I was under attack yesterday...and without a sword or a shield.
The day started well enough. But as I became engrossed in things focusing on myself, my mood became darker, my patience thinner, my outlook bleaker. Though I'm sure that I've been guilty through the years of most of the 7 deadlies at one time or another, my most grievous has been that of "pride...the sin from which all others arise." Yesterday, on the phone with technical web support services, my pride reared his hideous head and attacked the operator, engaging me in self-righteousness and taking charge for the rest of my day. Boy, is he a meanie!

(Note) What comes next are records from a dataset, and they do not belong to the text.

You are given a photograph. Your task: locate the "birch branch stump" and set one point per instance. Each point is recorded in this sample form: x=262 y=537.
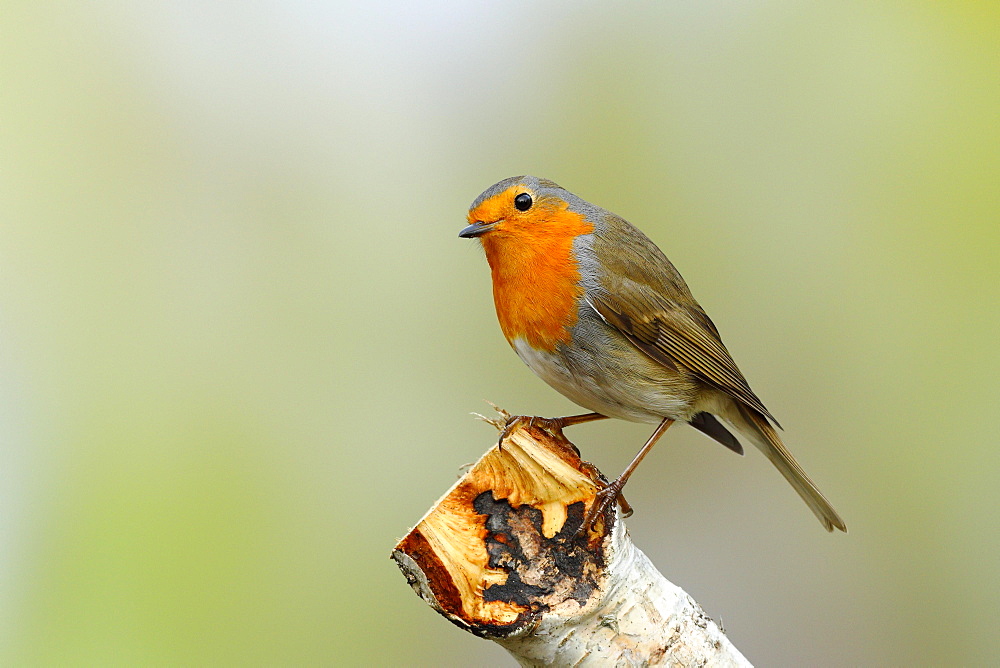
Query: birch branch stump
x=500 y=555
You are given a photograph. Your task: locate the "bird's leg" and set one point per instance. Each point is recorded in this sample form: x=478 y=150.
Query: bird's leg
x=614 y=489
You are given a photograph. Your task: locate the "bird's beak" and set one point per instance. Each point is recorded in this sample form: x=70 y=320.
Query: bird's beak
x=477 y=229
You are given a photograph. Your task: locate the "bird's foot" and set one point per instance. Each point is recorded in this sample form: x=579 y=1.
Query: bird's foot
x=552 y=425
x=611 y=493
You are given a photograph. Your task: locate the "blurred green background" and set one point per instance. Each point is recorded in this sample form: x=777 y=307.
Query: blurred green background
x=240 y=339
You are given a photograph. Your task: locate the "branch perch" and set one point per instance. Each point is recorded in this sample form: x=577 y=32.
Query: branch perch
x=501 y=555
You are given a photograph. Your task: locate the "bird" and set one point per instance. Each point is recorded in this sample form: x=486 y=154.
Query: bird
x=594 y=308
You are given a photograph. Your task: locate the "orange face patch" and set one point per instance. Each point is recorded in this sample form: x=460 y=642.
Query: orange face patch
x=536 y=279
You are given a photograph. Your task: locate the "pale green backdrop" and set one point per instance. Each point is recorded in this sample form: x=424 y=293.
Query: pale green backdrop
x=240 y=339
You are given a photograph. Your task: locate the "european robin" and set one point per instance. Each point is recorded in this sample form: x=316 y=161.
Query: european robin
x=596 y=310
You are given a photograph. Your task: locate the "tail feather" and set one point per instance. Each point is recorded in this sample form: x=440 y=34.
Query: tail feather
x=763 y=435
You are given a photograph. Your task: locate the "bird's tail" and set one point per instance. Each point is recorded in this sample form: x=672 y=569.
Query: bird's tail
x=762 y=434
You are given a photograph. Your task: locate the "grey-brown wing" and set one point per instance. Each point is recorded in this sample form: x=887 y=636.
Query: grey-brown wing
x=674 y=333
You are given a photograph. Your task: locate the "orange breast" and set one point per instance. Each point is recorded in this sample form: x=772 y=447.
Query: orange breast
x=536 y=279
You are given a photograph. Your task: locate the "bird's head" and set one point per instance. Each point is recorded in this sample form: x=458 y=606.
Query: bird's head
x=525 y=210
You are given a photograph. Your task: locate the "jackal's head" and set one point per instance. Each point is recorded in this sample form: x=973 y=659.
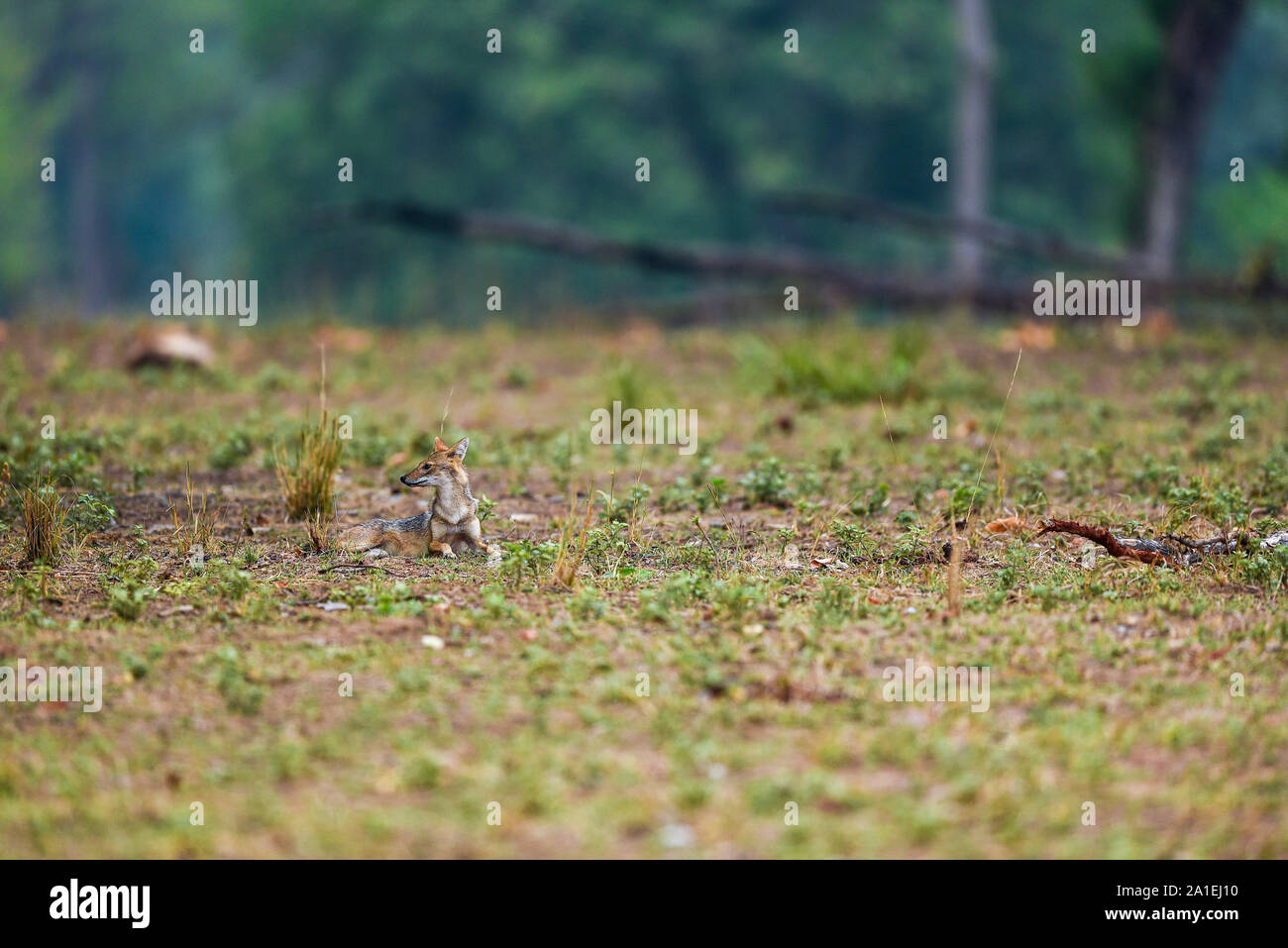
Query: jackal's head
x=442 y=468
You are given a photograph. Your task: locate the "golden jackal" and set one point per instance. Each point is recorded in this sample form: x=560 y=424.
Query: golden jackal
x=450 y=524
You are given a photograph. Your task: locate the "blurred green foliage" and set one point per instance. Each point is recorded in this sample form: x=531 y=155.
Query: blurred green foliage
x=215 y=163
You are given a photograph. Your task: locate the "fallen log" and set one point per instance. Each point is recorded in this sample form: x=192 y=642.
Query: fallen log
x=1170 y=550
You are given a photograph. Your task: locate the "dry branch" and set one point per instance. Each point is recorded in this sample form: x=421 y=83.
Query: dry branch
x=725 y=262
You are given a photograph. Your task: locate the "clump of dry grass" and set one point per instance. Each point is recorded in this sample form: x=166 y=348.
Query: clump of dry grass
x=572 y=545
x=197 y=526
x=46 y=532
x=307 y=476
x=320 y=531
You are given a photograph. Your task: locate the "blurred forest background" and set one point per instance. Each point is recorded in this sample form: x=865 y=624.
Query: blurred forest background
x=217 y=163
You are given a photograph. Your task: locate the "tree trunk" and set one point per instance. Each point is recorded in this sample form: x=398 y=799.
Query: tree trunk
x=89 y=241
x=1198 y=44
x=969 y=171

By the 2nd reading at the 12:30 church service, I was fully aware that I was not in control. I actually looked ahead in the missal to the Gospel reading and (I can't believe I'm admitting this publicly) thought to myself, "Oh, hallelujah, it's a short one! I just can't absorb any of this right now." Yikes!! After that thought, I felt the temptation of the ugly one. Was I imagining this dark turn? I wondered if I was over-exaggerating in my assumptions as I sometimes do. Then the Gospel reading from Mark 1 began:
"The Spirit drove Jesus out into the desert, and He remained in the desert for 40 days, tempted by Satan."
Now, believe me, I'm not at all likening myself to Jesus, except to note that Jesus, in His humanity, was faced with every temptation we are. The attack is real, a true threat, and we are all in it's path. I wish could handle it as well as He who walked before me, and with the grace He consistently showed.
I also wish I could say that after that message, my day radically changed as did my attitude. But sadly, I was too far gone in the throws of anger and discontent. I gave up for the first time in a long time. Luckily for me, today was a new day.
My devotional appropriately read: "Keep your eyes on Me! Waves of adversity are washing over you, and you feel tempted to give up...I am fully aware of your situation, and I will not allow you to be tempted beyond what you are able to bear."
Oh, thank you, Jesus, for understanding my humanity...my weaknesses...my need for reassurance. Just as you worked hard for me these two days, coaxing me back to You, so will I work hard to remain with You in smooth times - and in temptation.